Predicting Stock Swings with PsychSignal, Quandl and BigML
People like to tweet about stocks, so much so that ticker symbols get their own special dollar sign like $AAPL or $FB. What if you could mine this data for insight into public sentiment about these stocks? Even better, what if you could use this data to predict activity in the stock market? That’s the premise behind PsychSignal, a provider of “real time financial sentiment”. They harvest large streams of data from Twitter and other sources, then compute real time sentiment scores (one “bullish” and one “bearish”) on a scale from 0 to 4. In a blog post titled Can the Bloomberg Terminal be “Toppled”?, a former Managing Director of Bloomberg Ventures asks an intriguing question: Could this kind of crowdsourced data be used to replace some of the functionality of a Bloomberg terminal?
So just for fun, we combined Quandl price and volume data with PsychSignal sentiment scores for 20 technology stocks.

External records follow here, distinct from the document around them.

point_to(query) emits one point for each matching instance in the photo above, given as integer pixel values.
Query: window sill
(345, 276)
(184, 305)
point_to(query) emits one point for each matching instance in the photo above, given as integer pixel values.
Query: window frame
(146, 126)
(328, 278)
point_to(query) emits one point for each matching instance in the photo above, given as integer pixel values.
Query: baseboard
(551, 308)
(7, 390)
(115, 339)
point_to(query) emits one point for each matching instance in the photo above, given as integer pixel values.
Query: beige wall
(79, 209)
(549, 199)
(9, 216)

We then trained a simple model to predict whether the percentage “swing” (intraday high minus low) is higher or lower than the median, using only data available before the commencement of the trading day. Looking at the SunBurst view, we see a lot of bright green, which means the model is picking up some interesting correlations. For example, if the previous day’s close is down more than 3% from the previous day’s open, the opening price is less than the previous day’s close, and the previous day’s bearish signal is more than 0.84, then the model strongly predicts a price swing higher than the median (shown as a category named “2nd” in the screenshot below).
Evaluating the model on a single holdout set shows that it does much better than random guessing (see below). To be extra thorough, I used the BigML API to run 5-fold cross validation (not shown), confirming that average accuracy really is more than 64%.

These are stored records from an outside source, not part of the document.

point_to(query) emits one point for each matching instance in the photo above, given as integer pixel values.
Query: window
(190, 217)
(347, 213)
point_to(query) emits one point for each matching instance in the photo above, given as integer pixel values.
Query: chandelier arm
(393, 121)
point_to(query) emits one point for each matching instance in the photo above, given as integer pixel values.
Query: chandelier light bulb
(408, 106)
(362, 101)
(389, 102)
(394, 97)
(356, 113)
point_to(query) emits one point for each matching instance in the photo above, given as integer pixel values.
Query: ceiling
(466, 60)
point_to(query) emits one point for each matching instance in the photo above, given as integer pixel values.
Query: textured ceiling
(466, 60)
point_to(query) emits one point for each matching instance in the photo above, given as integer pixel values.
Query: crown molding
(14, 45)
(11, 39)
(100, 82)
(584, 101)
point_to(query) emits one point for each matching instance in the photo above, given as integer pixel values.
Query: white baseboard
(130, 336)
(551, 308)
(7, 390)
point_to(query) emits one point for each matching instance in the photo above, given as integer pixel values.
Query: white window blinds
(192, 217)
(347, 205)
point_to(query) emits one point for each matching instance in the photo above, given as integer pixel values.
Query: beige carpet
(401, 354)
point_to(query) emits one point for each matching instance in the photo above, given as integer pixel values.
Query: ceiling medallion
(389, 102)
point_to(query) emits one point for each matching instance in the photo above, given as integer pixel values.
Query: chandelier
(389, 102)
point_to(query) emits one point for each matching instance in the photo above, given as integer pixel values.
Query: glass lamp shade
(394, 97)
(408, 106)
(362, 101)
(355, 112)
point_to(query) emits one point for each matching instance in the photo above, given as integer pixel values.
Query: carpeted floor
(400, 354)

Interestingly, if I try to predict whether a stock simply went up or down, the model is barely better than flipping a coin; for whatever reason, it’s easier to predict a tech stock’s intraday volatility than its daily gain or loss. Still, the accuracy of the “swing” model is impressive—just look at all that green in the SunBurst view. And you can bet your greek symbols that options traders are interested in predicting volatility.
Company founder James Crane-Baker puts this all in perspective: “Social media is such a rich vein of data about investor sentiment, it would be surprising if it didn’t contain useful information.” And this data is available in real time, so you could try building a model to make predictions using same-day data. Then maybe you’ll really start seeing some green!